Interest rates raised for first time in a decade
The central bank Thursday raised interest rates for the first time in nearly a decade as lingering concerns over inflation and emerging underground loans prompted a bolder move to slow economic growth and lure back money circulating outside the banking system.
After months of debate, the hike of just over a quarter of a percentage point by the People's Bank of China (PBOC) also indicates the central government has finally decided to shift from a selective to a sweeping approach in cooling economic growth, which stood at 9.1 per cent during the first three quarters.
"This interest rate rise... is to make bigger use of economic measures in resource allocation and macro-adjustment," the PBOC said in a statement while announcing the raising of benchmark rates on one-year yuan loans to 5.58 per cent from 5.31 per cent and the rate on one-year deposits to 2.25 per cent from 1.98 per cent.
Before jacking up interest rates, measures used included administrative measures such as banning new investments in certain sectors and imposing tougher rules for converting farmland for industrial use, as well as repeated increases of commercial banks' required reserves.
There have been calls for an interest rate hike from the beginning of the current round of macroeconomic adjustment -- launched in the spring -- but the central government was cautious in this regard fearing that higher funding costs would hurt the sectors that were not overheating.
The initial cooling-down measures did suppress run-away investment growth.
But after a few months, officials and economists found that investment growth remained high and many investors responsible for the undesired growth in sectors such as real estate were obtaining loans from creditors that shun banks because of low interest rates.
Tao Dong, chief China analyst with investment bank Credit Suisse First Boston, estimated that around 120 billion yuan (US$14 billion) is flowing in the non-official system, which is equivalent to 10 per cent of gross domestic product and 0.5 per cent of credit in the banking system.
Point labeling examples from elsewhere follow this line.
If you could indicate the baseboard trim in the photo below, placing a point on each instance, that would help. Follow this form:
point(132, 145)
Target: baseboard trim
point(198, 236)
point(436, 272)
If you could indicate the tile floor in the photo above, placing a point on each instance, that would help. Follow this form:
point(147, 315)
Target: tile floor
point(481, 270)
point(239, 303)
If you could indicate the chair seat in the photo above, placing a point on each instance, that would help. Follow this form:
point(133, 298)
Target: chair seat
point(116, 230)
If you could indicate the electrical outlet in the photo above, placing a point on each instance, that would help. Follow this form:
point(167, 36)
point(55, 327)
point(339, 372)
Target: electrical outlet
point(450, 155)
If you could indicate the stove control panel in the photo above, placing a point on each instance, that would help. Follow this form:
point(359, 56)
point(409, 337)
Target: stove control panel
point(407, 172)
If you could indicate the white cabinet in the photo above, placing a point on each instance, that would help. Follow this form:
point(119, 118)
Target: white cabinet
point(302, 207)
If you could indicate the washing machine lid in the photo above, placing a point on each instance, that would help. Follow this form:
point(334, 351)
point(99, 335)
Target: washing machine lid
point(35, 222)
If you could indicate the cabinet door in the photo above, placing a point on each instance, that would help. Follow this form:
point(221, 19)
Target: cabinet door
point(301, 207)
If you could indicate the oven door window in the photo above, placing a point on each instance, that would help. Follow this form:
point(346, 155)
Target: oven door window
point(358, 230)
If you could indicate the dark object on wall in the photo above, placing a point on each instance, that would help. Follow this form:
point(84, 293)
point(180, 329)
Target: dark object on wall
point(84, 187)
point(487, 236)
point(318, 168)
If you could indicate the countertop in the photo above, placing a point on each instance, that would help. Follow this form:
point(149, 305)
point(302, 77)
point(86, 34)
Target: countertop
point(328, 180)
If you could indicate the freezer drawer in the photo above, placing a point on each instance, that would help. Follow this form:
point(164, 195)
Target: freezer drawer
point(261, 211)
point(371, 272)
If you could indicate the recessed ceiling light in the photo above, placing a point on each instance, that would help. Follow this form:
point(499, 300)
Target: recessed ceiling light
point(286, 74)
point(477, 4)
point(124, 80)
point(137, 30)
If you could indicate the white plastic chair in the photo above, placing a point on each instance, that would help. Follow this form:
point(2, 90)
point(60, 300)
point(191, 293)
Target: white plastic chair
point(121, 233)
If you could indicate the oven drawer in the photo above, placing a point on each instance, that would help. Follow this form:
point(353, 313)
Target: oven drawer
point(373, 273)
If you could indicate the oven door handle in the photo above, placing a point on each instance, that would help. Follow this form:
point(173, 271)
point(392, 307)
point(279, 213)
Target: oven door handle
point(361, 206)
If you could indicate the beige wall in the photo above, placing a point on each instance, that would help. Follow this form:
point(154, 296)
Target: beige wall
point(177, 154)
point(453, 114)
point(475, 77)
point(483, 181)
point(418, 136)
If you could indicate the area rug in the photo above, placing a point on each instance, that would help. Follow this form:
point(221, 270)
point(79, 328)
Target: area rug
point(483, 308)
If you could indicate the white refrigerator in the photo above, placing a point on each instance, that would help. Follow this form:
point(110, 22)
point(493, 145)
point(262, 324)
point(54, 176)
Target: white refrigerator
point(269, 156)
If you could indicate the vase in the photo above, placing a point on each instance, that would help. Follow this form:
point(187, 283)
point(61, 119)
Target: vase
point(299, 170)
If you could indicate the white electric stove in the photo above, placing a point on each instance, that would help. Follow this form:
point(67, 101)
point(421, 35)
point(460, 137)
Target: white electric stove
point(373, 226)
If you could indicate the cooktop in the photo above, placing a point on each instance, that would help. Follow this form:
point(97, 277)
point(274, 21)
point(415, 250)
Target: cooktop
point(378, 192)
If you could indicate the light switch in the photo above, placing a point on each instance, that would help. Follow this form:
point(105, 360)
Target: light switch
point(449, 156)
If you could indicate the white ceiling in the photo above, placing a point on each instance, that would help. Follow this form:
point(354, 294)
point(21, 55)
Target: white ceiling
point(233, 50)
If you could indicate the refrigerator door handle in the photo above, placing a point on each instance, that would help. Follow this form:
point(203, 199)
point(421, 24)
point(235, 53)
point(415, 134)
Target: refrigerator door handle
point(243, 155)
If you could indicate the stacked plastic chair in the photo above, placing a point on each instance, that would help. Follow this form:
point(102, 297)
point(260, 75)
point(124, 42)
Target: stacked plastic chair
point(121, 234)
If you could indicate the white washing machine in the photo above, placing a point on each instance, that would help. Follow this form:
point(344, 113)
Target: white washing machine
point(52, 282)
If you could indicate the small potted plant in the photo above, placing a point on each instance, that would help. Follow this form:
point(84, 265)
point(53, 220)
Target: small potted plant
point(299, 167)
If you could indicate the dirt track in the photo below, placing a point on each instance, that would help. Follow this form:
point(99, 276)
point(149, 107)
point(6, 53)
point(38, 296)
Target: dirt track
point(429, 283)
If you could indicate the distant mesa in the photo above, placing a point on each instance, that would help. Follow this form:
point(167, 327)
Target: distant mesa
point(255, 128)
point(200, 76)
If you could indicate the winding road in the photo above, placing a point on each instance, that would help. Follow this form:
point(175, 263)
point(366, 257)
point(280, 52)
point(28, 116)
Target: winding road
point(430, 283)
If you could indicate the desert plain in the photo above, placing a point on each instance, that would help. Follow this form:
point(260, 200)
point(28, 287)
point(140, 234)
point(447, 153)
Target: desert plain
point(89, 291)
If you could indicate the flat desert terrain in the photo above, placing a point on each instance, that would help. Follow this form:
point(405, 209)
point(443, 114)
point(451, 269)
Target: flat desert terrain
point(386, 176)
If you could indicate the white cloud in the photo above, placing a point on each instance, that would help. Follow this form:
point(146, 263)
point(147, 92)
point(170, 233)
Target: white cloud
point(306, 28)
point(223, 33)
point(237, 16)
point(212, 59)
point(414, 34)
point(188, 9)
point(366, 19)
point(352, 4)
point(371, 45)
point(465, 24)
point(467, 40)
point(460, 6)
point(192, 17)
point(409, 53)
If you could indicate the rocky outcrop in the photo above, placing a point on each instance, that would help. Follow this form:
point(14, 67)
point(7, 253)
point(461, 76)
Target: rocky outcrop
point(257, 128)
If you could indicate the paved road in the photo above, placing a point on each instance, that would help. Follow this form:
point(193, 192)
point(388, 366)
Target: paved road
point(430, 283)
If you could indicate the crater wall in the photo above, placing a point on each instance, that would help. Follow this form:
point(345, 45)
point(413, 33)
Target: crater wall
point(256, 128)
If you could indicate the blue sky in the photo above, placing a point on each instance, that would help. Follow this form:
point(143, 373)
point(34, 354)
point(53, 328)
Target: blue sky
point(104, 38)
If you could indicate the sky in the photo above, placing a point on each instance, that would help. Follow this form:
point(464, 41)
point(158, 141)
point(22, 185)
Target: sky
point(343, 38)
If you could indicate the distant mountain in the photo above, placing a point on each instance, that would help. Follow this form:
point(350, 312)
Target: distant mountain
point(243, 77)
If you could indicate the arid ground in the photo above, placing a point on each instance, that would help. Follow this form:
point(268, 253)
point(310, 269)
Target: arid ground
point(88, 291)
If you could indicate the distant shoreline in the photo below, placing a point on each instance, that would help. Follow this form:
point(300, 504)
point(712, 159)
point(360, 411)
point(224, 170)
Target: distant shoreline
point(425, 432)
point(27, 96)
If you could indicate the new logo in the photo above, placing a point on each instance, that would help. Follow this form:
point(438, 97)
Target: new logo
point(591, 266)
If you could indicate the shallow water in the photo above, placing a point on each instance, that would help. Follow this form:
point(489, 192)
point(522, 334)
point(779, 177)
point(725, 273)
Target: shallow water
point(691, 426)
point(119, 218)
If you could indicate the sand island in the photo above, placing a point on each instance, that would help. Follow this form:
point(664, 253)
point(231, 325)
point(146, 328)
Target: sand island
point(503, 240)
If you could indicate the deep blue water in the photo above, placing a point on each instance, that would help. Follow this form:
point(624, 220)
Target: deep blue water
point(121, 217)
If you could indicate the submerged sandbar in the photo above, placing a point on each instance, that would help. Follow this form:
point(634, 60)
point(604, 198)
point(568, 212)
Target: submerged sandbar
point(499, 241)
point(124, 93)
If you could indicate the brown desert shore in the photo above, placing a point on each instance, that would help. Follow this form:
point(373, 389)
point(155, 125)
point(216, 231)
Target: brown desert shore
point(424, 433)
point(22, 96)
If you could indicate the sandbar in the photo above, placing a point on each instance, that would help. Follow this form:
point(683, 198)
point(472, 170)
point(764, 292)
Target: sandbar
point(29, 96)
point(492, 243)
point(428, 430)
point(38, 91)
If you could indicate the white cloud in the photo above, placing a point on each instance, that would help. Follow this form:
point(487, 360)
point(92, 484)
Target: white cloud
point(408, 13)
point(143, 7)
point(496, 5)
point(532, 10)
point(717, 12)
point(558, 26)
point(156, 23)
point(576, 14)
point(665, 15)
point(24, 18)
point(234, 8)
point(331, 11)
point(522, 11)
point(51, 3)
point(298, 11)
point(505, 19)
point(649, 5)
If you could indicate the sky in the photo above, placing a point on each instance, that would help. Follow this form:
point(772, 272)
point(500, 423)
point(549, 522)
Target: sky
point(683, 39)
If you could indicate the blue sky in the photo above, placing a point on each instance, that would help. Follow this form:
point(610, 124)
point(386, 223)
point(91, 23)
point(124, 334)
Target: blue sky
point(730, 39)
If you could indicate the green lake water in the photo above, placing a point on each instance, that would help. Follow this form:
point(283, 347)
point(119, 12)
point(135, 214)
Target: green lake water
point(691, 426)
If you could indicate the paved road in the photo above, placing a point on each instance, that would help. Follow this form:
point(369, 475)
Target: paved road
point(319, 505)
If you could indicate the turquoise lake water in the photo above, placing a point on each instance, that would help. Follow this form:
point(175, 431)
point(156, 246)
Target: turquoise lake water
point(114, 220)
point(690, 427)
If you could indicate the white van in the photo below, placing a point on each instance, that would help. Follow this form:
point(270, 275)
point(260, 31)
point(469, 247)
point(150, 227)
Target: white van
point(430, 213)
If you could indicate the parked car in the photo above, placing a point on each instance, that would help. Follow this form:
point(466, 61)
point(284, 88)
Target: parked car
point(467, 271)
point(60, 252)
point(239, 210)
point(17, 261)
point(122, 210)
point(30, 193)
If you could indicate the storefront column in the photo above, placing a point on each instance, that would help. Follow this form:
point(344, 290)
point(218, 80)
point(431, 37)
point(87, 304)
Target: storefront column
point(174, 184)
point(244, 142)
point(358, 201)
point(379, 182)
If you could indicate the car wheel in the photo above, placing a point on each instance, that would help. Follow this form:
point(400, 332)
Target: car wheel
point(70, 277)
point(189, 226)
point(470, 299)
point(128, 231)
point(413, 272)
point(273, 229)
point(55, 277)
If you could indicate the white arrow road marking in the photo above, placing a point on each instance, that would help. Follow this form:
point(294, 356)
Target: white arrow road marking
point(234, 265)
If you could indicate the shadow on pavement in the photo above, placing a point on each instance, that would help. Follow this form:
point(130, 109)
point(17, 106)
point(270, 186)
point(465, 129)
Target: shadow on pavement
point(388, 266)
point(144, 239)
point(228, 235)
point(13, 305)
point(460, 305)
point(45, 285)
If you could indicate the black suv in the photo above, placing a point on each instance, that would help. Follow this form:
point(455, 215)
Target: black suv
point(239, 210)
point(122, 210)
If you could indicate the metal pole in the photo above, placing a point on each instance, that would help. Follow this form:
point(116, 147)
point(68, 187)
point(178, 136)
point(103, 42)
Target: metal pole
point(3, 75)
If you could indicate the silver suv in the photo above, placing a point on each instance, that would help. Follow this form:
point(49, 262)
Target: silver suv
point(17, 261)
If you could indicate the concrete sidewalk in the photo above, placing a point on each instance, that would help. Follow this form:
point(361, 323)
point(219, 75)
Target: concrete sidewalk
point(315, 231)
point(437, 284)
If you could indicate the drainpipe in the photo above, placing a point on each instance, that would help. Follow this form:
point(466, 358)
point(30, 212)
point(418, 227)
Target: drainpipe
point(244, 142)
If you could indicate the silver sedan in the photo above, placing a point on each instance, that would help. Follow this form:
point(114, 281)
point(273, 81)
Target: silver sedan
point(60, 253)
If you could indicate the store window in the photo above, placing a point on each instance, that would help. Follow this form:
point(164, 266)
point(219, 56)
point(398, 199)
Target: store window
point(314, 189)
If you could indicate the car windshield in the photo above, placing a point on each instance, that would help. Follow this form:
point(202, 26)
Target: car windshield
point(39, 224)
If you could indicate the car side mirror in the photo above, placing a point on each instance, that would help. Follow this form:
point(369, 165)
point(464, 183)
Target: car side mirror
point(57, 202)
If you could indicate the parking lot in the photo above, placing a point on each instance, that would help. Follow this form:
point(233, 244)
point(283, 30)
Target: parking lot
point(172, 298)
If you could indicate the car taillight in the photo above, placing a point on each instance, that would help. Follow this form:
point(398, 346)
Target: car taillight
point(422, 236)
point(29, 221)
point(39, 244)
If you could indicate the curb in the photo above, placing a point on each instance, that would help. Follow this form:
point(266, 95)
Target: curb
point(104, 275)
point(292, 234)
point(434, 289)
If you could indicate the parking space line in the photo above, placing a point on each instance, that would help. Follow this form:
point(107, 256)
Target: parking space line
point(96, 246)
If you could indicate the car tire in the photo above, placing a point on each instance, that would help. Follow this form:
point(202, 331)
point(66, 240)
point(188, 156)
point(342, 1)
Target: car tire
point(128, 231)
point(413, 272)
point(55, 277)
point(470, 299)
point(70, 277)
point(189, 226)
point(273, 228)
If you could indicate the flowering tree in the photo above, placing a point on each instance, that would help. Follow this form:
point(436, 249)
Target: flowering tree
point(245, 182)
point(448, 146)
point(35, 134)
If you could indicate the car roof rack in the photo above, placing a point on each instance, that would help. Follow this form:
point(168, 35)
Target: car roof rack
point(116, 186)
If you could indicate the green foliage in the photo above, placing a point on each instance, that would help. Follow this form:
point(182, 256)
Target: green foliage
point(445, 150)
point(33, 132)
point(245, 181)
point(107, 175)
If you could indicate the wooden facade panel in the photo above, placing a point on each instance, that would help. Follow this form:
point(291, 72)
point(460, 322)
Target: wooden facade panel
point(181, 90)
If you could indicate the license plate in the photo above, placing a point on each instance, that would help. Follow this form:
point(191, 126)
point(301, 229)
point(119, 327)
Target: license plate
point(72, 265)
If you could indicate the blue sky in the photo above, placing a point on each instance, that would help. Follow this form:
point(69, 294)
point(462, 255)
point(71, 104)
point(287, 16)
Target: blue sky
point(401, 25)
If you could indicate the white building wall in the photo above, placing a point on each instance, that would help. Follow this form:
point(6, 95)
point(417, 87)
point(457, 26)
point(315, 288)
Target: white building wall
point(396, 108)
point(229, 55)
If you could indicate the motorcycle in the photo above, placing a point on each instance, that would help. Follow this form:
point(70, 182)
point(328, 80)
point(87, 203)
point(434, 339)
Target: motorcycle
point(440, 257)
This is already alarming enough, Tao said.
If this situation deteriorates, it will lead to great financial risks and will be debilitating for banks and the authorities' capabilities in making further adjustments, Tao said.
On the other hand, the consumer price index (CPI), the key indicator for inflation, has been well above 5 per cent. Prices for some materials were reversing the trend and picking up again. Economists believe major prices such as those of oil and grain will also stay at high levels for the rest of the year.
Although the accuracy of the CPI is questioned by some observers, it is agreed its changes could reflect the trend and its sharp upward curve this year means the real interest rate is very close to zero which could spur unhealthy investments.
The last time the PBOC raised lending rates was in July 1995, and rates were last changed in February 2002, when they were lowered to boost a sluggish economy.
In raising interest rates this time, the central bank also gives commercial banks more freedom in setting their own interest rates, a significant move in liberalizing the rates.
The upper limit on the renminbi's lending rates has been scrapped. Banks "in principle" could now charge as much as they want for yuan loans.
Previously, banks could charge no more than 70 per cent over the benchmark rate set by the central bank.
In addition, the banks can now offer a deposit rate lower than the benchmark, a practice that was not allowed before.
The rise was immediately felt across the world, driving price changes in securities, commodity and currency markets amid discussions over the effect of a slowed Chinese economy on the international market.